Não se esconde que equivocadamente as internações psiquiátricas foram utilizadas como “depósitos de pessoas” que deveriam estar sob o cuidado de seus familiares, no seu lar, sem a necessidade de internação, mas cuidados diferenciados pelos seus entes. E esse quadro de má utilização do contrato de plano de saúde faz com que surja a necessidade de regulação do seu uso em algumas situações específicas. Contudo, há casos em as pessoas internam seus familiares em hospitais psiquiátricos públicos por não terem condições de custar a coparticipação prevista no contrato de plano de saúde. A discussão da abusividade da cláusula contratual tem como pano de fundo a impossibilidade de custeio dos valores da coparticipação e não confiam no sistema público de saúde (nota: discutir se essa presunção está certa ou errada dá ensejo a tantos pontos que deixo para outro artigo…). Ocorre que o usuário tem receio do atendimento do sistema de saúde público e busca o acesso ao plano de saúde, ainda que não entenda perfeitamente o seu funcionamento ou regras. Se por um lado operadoras e ANS precisam unir forças par esclarecer todas as regras de cobertura aos beneficiários, por outro lado todos, como sociedade, deveriam batalhar para que o sistema público se fortalecesse, para garantia de atendimento adequado para as pessoas que não conseguem pagar pelo plano de saúde.

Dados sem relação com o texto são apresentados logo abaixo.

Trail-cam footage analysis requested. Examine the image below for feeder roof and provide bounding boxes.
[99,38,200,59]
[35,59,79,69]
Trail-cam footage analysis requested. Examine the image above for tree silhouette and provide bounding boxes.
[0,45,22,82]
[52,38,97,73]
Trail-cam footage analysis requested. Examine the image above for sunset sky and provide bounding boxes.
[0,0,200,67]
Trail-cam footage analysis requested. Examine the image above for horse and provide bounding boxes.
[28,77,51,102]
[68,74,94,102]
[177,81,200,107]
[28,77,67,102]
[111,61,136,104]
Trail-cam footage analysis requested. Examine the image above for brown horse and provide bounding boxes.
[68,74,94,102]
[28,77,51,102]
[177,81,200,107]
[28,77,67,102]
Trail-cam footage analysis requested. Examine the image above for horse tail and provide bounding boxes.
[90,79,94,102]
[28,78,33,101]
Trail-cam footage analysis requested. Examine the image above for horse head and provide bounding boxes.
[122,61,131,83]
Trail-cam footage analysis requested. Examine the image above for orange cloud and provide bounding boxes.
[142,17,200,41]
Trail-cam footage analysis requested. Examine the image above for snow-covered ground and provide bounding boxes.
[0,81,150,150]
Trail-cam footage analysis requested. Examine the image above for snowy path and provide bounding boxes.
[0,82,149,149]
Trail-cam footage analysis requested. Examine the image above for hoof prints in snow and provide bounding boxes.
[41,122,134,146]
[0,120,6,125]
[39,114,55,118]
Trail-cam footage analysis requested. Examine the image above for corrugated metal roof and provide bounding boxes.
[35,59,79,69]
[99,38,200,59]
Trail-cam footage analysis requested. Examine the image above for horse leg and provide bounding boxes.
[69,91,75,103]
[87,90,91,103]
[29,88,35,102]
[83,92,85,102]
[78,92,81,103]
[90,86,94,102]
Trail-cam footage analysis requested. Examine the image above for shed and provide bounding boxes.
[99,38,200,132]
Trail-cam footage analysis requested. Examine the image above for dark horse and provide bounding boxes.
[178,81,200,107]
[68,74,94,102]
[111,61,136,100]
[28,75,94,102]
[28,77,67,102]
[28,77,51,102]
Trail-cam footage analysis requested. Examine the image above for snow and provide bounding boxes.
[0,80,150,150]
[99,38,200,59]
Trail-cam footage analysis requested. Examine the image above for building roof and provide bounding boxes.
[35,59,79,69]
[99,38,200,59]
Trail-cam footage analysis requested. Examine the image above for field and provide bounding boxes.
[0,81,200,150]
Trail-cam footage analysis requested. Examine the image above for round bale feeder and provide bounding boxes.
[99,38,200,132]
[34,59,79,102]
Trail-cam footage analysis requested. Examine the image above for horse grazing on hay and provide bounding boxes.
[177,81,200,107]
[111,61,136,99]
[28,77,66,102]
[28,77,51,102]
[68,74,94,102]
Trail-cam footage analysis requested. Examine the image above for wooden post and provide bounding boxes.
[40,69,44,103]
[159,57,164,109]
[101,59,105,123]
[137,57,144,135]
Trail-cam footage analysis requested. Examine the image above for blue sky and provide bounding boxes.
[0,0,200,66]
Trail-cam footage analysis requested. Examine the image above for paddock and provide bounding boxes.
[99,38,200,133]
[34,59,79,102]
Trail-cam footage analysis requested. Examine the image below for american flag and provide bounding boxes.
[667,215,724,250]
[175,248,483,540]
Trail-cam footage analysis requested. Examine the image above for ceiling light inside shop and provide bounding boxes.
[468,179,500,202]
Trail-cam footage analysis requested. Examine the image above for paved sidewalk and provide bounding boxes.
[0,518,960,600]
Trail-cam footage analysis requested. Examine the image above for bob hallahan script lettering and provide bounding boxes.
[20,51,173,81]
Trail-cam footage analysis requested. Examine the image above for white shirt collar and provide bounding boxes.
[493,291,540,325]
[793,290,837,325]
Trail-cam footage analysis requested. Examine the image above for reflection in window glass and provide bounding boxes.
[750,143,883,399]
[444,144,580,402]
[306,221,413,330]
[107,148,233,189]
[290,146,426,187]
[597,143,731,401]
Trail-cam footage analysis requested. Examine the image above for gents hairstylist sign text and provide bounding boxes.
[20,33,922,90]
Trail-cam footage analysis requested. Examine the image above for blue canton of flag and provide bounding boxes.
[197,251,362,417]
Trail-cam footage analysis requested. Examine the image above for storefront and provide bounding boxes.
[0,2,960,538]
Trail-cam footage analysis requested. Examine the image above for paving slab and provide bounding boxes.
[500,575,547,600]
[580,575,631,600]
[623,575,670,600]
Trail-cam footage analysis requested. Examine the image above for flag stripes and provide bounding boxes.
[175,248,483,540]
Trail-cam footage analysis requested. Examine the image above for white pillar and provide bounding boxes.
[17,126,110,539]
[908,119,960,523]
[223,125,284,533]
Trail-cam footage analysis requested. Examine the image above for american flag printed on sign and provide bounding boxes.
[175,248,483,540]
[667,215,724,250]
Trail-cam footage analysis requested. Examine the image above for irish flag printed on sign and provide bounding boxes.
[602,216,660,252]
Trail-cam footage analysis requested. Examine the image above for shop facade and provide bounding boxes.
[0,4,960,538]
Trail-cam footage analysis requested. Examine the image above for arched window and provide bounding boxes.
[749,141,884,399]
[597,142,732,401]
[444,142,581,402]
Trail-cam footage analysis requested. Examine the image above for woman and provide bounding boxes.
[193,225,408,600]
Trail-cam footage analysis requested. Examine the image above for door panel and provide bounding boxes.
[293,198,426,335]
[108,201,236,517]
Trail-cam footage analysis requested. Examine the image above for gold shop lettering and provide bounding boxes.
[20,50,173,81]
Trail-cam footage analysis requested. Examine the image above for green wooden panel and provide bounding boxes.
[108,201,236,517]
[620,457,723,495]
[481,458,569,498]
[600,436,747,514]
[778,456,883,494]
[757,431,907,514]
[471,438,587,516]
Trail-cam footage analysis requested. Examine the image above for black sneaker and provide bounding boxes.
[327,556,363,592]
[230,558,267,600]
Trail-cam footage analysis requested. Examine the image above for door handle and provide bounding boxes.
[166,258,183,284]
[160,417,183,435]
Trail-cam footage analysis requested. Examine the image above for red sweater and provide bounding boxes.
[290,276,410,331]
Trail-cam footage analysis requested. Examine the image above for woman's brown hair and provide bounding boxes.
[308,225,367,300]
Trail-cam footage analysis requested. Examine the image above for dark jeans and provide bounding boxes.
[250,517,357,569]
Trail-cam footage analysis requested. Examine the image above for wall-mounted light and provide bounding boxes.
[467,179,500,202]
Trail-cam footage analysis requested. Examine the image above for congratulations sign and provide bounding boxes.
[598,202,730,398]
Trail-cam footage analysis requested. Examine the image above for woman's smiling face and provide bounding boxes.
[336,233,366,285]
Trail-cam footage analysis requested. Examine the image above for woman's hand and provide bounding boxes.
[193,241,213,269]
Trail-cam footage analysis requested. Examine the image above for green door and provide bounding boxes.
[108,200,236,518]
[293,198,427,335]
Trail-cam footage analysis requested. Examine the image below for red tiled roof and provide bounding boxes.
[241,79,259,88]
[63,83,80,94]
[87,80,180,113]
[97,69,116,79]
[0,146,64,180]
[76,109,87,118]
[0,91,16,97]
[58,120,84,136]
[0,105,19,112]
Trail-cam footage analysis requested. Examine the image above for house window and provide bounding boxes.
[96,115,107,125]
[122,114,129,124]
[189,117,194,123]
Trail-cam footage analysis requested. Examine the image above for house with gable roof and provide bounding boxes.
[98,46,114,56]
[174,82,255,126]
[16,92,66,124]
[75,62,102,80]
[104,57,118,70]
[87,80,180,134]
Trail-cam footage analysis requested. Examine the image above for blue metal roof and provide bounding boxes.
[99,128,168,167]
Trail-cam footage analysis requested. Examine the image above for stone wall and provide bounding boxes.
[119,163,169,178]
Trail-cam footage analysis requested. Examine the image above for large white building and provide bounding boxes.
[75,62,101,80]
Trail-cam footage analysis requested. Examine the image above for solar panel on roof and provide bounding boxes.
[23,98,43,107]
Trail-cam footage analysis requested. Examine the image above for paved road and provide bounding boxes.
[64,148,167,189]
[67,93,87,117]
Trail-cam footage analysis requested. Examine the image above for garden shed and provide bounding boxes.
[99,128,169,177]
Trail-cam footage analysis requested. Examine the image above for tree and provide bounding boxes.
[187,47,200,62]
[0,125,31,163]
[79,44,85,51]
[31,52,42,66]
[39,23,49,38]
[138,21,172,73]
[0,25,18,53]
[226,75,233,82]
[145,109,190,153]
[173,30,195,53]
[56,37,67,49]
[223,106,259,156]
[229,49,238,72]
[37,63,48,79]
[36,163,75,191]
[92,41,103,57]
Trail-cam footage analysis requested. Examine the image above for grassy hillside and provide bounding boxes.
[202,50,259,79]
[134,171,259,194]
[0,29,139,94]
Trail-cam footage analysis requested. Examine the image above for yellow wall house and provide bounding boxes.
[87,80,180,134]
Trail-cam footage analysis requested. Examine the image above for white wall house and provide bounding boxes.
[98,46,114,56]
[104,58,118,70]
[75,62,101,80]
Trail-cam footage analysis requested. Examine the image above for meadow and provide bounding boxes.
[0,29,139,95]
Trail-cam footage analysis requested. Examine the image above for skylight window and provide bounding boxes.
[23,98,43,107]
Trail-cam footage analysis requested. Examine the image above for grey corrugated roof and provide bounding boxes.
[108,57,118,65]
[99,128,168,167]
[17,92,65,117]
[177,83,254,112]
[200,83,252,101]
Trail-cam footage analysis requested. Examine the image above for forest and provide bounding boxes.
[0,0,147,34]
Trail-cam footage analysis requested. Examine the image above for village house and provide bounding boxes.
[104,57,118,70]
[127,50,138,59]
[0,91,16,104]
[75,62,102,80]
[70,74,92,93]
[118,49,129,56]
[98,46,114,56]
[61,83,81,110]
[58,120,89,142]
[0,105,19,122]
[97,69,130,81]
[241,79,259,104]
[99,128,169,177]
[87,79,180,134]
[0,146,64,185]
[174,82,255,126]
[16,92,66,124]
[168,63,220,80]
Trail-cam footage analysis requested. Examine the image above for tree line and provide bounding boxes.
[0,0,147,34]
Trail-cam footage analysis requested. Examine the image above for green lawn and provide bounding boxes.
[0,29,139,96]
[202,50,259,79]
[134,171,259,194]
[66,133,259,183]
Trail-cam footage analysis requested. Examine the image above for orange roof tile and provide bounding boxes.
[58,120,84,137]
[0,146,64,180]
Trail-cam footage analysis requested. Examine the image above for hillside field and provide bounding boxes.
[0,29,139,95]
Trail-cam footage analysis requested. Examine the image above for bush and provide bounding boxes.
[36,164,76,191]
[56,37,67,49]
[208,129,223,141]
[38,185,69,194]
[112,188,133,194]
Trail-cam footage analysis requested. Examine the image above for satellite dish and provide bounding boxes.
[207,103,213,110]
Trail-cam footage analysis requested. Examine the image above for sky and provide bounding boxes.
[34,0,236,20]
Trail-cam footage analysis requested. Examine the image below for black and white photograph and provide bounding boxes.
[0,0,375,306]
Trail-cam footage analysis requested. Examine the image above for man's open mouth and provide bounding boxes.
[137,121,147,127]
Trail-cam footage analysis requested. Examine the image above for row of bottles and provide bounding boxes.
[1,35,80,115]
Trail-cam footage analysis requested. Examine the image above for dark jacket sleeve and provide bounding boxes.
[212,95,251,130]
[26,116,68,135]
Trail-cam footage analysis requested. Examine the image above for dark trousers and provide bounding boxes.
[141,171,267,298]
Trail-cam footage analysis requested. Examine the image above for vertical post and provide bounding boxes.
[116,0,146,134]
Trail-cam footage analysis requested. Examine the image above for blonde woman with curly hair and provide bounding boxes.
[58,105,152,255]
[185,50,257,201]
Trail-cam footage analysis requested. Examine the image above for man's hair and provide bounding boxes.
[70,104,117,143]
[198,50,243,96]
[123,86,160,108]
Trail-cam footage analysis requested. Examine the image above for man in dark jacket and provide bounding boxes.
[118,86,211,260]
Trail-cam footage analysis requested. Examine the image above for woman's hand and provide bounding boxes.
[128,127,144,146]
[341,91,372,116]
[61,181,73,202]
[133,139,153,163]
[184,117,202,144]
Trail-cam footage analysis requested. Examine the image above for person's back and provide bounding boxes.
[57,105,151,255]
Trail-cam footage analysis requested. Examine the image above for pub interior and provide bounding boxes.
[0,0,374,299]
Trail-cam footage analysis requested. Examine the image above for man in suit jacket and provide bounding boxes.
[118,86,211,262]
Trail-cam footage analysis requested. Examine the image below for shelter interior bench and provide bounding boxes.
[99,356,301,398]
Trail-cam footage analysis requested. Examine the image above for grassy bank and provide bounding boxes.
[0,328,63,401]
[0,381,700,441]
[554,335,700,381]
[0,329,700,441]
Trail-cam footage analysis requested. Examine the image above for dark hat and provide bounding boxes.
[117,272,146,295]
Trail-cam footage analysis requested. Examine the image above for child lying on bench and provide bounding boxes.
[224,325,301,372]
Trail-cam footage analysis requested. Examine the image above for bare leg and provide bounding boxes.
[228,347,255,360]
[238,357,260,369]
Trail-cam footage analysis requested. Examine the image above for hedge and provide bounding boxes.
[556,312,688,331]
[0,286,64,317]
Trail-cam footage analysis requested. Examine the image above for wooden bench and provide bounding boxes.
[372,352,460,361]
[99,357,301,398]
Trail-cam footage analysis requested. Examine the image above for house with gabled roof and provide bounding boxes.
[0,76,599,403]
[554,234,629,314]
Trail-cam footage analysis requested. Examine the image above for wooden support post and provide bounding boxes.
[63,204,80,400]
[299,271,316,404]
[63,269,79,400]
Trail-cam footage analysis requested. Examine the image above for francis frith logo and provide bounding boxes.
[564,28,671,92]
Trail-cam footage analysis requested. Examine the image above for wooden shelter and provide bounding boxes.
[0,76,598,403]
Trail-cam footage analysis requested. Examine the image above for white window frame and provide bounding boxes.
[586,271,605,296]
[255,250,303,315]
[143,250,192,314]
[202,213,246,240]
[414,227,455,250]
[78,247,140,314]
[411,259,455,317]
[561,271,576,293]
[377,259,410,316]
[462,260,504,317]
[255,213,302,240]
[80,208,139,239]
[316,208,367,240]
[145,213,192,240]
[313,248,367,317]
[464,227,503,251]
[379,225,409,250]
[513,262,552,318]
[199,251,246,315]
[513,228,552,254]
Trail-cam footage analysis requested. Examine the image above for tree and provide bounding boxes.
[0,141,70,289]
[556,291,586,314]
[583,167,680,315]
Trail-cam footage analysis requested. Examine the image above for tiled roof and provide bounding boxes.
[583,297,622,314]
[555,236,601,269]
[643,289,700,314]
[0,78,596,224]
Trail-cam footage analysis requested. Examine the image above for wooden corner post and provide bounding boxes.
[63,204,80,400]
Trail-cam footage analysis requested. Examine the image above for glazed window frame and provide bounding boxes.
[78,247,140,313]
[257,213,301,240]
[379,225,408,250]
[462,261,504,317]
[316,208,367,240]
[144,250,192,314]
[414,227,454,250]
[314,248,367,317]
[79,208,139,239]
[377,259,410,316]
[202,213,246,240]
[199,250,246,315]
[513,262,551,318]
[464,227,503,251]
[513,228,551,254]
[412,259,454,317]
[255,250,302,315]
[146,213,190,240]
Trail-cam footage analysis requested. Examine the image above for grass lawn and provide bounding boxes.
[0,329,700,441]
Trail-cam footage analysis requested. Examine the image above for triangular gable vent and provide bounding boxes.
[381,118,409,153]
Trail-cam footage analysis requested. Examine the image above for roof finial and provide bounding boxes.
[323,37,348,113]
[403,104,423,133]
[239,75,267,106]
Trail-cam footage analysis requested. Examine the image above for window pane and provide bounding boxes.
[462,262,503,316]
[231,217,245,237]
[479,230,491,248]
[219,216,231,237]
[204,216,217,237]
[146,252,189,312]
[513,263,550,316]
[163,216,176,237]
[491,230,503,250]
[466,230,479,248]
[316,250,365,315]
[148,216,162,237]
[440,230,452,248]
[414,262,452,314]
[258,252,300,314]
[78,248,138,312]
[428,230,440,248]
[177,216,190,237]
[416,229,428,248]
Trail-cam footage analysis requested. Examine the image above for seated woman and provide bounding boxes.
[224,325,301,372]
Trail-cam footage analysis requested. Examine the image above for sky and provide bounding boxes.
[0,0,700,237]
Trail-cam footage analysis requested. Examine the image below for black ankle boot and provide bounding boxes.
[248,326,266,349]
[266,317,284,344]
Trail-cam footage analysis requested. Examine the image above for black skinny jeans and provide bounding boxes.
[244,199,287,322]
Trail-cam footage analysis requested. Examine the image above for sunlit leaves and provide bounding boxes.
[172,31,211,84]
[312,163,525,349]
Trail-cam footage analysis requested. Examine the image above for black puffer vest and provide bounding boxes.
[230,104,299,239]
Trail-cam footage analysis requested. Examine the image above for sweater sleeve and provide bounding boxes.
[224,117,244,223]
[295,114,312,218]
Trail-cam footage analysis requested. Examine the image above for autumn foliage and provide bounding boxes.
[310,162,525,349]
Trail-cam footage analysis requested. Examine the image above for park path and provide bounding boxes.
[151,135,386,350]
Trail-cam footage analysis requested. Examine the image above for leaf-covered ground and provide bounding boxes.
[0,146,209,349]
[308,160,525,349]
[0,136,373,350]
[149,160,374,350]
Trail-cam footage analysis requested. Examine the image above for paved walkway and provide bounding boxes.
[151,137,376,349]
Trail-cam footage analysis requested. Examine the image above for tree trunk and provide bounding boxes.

 Nossas Escolhas para nosso sistema de saúde

Estamos deixando o Judiciário decidir qual o melhor sistema de saúde para o país, quando na verdade esse debate deve ser no Legislativo e no Executivo com a participação da sociedade. Certa vez o Ministro Nelson Jobim disse que o Judiciário resolve o passado e quem constrói o futuro é o Executivo e o Legislativo. Fato é que os planos de saúde podem cobrir internação psiquiátrica sem incidência de mecanismos de regulação. Entretanto, os consumidores estão preparados para arcar com esse custo? Já temos planos de saúde que cobrem até mesmo cirurgias plásticas, mas os preços são impraticáveis para a maioria da população. Por isso, vale voltar no debate do atendimento público e privado para a saúde e o que queremos para nossa saúde. Assim como feito para transplantes, penso que seria mais adequado debatermos sobre uma política nacional de atenção à saúde mental que estivesse voltada para o atendimento de todos que precisam, sem que houvesse discriminação para quem pode ou não pagar plano de saúde. Esses são alguns dos aspectos impactados pela decisão sobre a tese do repetitivo. Como atuante no setor de saúde suplementar eu gostaria muito que o discurso não ficasse limitado à aplicação do CDC e às regras de processo civil. Como visto, o debate é muito rico para ser reduzido a um único aspecto. Infelizmente, enquanto deixarmos o Judiciário decidir sobre nosso sistema de saúde público e privado, os temas realmente importantes para a sociedade serão deixados de lado.